Nun haben SPÖ- und ÖVP-Abgeordnete einen Initiativantrag im Nationalrat für eine Änderung des ORF-Gesetzes eingebracht, nach der § 28 Abs 11 ORF-G zu § 28 Abs 6 ORF-G werden und in dieser Bestimmung die Wortfolge "nach Bestellung der Mitglieder gemäß Abs. 10" entfallen soll. In Kraft treten soll die Regelung rechtzeitig vor Bestellung der neuen Stiftungsratsmitglieder am 1. März 2014.
Auffällig an diesem Initiativantrag ist, was er nicht enthält: die - wesentlich dringendere - Neufassung des § 30 Abs 1 Z 2 ORF-Gesetz, um klarzustellen, wie die vom Publkumsrat in den Stiftungsrat zu entsendenden Mitglieder auszuwählen sind. Die Bedeutung des Publikumsrats an sich ist überschaubar, machtpolitisch einzig entscheidende Kompetenz ist ja die Entsendung von 6 Stiftungsratsmitgliedern. Da bei der letzten Direktwahl von Publikumsräten die Mobilisierungskraft von ÖVP-nahen Einrichtungen - anders als die beiden Male davor - stärker war als die von SPÖ-nahen Einrichtungen, sind aktuell zwei der drei Stiftungsräte, die vom Publikumsrat aufgrund der Direktwahl (nach § 30 Abs 1 Z 2 ORF-G) entsendet wurden, selbstverständlich genauso unabhängig wie alle anderen, aber halt doch dem konservativen Lager zuzurechnen.
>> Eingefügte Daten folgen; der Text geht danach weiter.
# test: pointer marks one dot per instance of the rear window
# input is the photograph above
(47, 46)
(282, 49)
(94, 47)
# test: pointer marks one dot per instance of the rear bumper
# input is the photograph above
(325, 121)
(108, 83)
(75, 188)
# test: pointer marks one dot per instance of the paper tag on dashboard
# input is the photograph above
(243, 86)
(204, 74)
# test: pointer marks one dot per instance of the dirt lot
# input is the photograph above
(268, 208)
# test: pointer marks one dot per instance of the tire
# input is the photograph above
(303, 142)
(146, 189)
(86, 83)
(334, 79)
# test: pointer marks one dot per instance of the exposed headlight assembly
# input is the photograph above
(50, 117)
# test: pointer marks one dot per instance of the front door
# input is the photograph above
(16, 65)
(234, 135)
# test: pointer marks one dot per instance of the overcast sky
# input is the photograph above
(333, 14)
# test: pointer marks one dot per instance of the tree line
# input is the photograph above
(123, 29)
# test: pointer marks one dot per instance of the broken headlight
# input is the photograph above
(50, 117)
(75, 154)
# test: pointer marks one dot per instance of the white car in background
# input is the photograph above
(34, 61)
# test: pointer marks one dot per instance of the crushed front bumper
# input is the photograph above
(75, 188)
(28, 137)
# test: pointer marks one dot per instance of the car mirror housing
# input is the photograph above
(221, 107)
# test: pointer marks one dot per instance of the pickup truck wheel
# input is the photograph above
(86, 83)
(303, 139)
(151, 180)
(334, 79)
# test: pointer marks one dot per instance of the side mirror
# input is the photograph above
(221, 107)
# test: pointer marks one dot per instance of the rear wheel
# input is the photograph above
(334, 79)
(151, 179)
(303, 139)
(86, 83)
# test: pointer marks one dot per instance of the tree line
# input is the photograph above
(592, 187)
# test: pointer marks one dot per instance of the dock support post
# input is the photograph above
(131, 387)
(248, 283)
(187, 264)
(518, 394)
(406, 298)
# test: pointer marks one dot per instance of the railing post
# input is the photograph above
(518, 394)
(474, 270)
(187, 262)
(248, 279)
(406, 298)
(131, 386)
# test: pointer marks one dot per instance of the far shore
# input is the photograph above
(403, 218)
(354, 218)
Das könnte sich ändern, wenn der Publikumsrat frei mit Mehrheitsbeschluss aus seiner Mitte jene Mitglieder auswählen könnte, die er in den Stiftungsrat entsendet.
Dass nun die nach dem VfGH-Erkenntnis notwendig gewordene Neuregelung über die Entsendung von Publikumsratsmitgliedern in den Stiftungsrat nicht im Initiativantrag enthalten ist, deutet darauf hin, dass zwischen den Koalitionsparteien noch keine Einigung darüber erzielt wurde (der Initiativantrag musste aber aufgrund des parlamentarischen Fahrplans schon eingebracht werden, wenn man ein Inkrafttreten mit 1. März noch ermöglichen will). Man kann also gespannt sein, ob es eine rechtzeitige Einigung in der Koalition gibt und die "Trägerrakete" damit zündet - und auch, ob sie noch zusätzlichen Ballast aufnehmen wird.
Update 02.04.2014: Der Nationalrat hat mittlerweile die Novelle beschlossen und in letzter Minute im Plenum zumindest noch die minimalst notwendigen Anpassung in § 30 Abs 1 Z 2 ORF-G vorgenommen. Das Gesetz soll - nach Zustimmung des Bundesrats - am 15. April 2014 in Kraft treten (Übersichtsseite auf der Parlaments-Website).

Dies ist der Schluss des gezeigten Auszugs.